Chapitre 11 - D'osier et d'acacia

1952

Le froid vif des journées grises du début de janvier contraignait les uns et les autres à revenir de temps à autre près du foyer pour se réchauffer. Malgré les gants ou les mitaines, les doigts devenaient gourds sous la morsure du froid. Alors chacun à leur tour, Louise, Germain, Elia, Léonce ou les jumeaux restaient là quelques instants, près de la plaque en fonte où cuisait lentement la soupe du jour dans l'ola fumante. Si les activités hivernales étaient moins denses, elles n’en étaient pas moins incontournables.


Louise, pour faire boire les bovins, pendant de longs jours dut casser l'épaisse couche de glace de la mare chaque matin. Elle mettait toutes ses forces, frappant sur le miroir du ciel, pour obtenir un trou suffisamment grand pour que deux bêtes pussent y plonger leur museau sans être gênées. Germain lui proposait parfois son aide mais elle la refusait comme toujours.


— Ne t’en fais pas, je me débrouille, souriait-elle


Comme le stipulaient les clauses du bail, Léonce, Germain et Gabriel s’attachèrent à élaguer les arbres, abattre quelques ormeaux et chênes morts désignés par Honoré Bacquier en personne et dont les parties les plus nobles lui revenaient pour moitié en tant que propriétaire. Les Bourrel pouvaient disposer pour eux seuls du produit de l’élagage. Ils stockaient les branches qu’ils avaient débitées dans le vieil hangar qui, une fois sèches, alimenteraient la cheminée toute la saison suivante.


Gabriel, pour une fois, ne se fit pas prier pour les travaux d’abattage dans le bois espérant secrètement faire la rencontre de Suzette, dont l’esprit et le mystère le hantaient désormais presque constamment. Il se disait qu’il apercevrait peut-être sa silhouette s’enfuyant ou observant les travailleurs dissimulée derrière un arbre. Il restait un peu plus tard que les autres parfois pour réunir les derniers branchages, s’attardant jusqu’à la nuit tombée et espérant la voir surgir. Il rentrait, ses espoirs déçus, en se disant que le lendemain, sans doute...

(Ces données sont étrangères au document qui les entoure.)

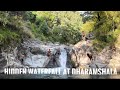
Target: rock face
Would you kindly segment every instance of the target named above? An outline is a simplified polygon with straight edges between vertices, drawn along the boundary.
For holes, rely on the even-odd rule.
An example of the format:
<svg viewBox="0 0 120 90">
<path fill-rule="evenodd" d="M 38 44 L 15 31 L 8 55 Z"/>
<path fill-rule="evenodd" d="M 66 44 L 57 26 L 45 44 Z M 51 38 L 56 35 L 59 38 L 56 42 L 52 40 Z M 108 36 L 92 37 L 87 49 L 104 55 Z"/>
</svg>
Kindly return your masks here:
<svg viewBox="0 0 120 90">
<path fill-rule="evenodd" d="M 92 48 L 86 45 L 86 41 L 78 42 L 71 50 L 71 60 L 74 63 L 74 67 L 87 66 L 91 63 L 87 54 L 93 54 Z"/>
<path fill-rule="evenodd" d="M 51 51 L 51 56 L 48 57 L 47 53 L 49 49 Z M 60 54 L 57 54 L 58 49 L 60 49 Z M 4 52 L 2 56 L 4 56 L 4 61 L 6 61 L 5 67 L 54 68 L 61 67 L 63 64 L 64 66 L 68 66 L 68 53 L 68 46 L 66 45 L 61 45 L 59 43 L 44 43 L 39 40 L 28 40 L 16 47 L 10 53 Z M 3 62 L 2 58 L 0 61 Z M 3 66 L 1 65 L 1 67 Z"/>
</svg>

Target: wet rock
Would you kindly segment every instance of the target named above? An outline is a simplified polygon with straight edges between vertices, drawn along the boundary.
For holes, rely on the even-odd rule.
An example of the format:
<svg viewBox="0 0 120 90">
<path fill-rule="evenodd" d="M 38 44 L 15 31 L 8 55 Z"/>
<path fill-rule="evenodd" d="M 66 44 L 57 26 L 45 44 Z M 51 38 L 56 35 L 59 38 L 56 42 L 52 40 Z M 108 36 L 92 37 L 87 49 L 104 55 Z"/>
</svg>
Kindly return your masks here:
<svg viewBox="0 0 120 90">
<path fill-rule="evenodd" d="M 25 66 L 29 67 L 45 67 L 49 62 L 49 59 L 47 56 L 43 55 L 32 55 L 30 57 L 27 57 L 23 64 Z"/>
</svg>

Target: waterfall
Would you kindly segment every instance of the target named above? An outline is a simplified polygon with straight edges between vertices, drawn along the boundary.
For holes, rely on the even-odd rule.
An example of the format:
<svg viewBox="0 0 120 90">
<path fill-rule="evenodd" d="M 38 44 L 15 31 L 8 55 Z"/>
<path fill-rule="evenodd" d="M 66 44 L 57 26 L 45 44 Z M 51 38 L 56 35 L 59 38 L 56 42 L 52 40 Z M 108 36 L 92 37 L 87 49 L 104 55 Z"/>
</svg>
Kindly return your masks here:
<svg viewBox="0 0 120 90">
<path fill-rule="evenodd" d="M 60 49 L 61 54 L 59 56 L 59 62 L 60 62 L 60 71 L 61 75 L 63 75 L 63 70 L 66 69 L 66 62 L 67 62 L 67 52 L 64 48 Z M 65 75 L 66 76 L 66 75 Z M 66 78 L 66 77 L 65 77 Z"/>
</svg>

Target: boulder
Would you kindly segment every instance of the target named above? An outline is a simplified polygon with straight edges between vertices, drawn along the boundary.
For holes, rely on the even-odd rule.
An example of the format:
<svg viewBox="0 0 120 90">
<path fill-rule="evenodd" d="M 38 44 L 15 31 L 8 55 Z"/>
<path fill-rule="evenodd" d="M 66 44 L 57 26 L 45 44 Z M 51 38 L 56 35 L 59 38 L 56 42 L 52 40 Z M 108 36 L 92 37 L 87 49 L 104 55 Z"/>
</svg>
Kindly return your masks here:
<svg viewBox="0 0 120 90">
<path fill-rule="evenodd" d="M 23 64 L 29 67 L 45 67 L 49 62 L 49 58 L 43 55 L 32 55 L 24 59 Z"/>
</svg>

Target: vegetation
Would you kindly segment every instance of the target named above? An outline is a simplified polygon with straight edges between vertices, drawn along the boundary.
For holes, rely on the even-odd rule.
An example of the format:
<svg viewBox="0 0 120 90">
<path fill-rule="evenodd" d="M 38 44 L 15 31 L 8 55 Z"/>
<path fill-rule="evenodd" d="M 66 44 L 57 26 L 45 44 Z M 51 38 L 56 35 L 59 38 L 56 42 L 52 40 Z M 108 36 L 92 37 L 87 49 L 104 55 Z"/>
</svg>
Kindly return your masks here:
<svg viewBox="0 0 120 90">
<path fill-rule="evenodd" d="M 98 51 L 118 45 L 120 12 L 0 11 L 0 47 L 14 47 L 28 38 L 75 44 L 82 31 L 94 34 L 93 46 Z"/>
</svg>

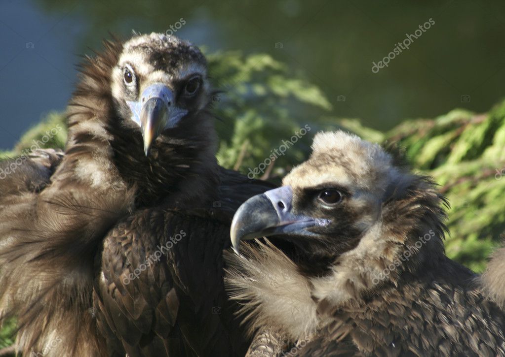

Quelques jours plus tard, les hommes sélectionnèrent aussi un certain nombre de branches d’acacia de belle taille pour faire des piquets pour la vigne. Elles furent entassées près de la maison, Léonce de temps à autre en prenait une brassée pour s’installer dans le couloir pour les effiler. Il bénéficiait de la chaleur des animaux et de la lumière du jour qui se faufilait par l’un des battants de la porte d’entrée. Il rendait les morceaux de bois pointus pour les enfoncer dans la terre et les égalisait ensuite d’un coup de piasson (*) pour les rendre d’égales longueurs.


Il pestait de temps à autre contre une écharde qui transperçait la peau tannée de ses mains musculeuses. Parfois pour casser la monotonie, changeait d’activité, se saisissait un bouquet d’osier pour finir un panier, une corbeille qu’il avait commencée quelques jours plus tôt. Ils serviraient dans la saison et s’il parvenait à en faire davantage, ils pourraient être vendus pour compléter les revenus familiaux.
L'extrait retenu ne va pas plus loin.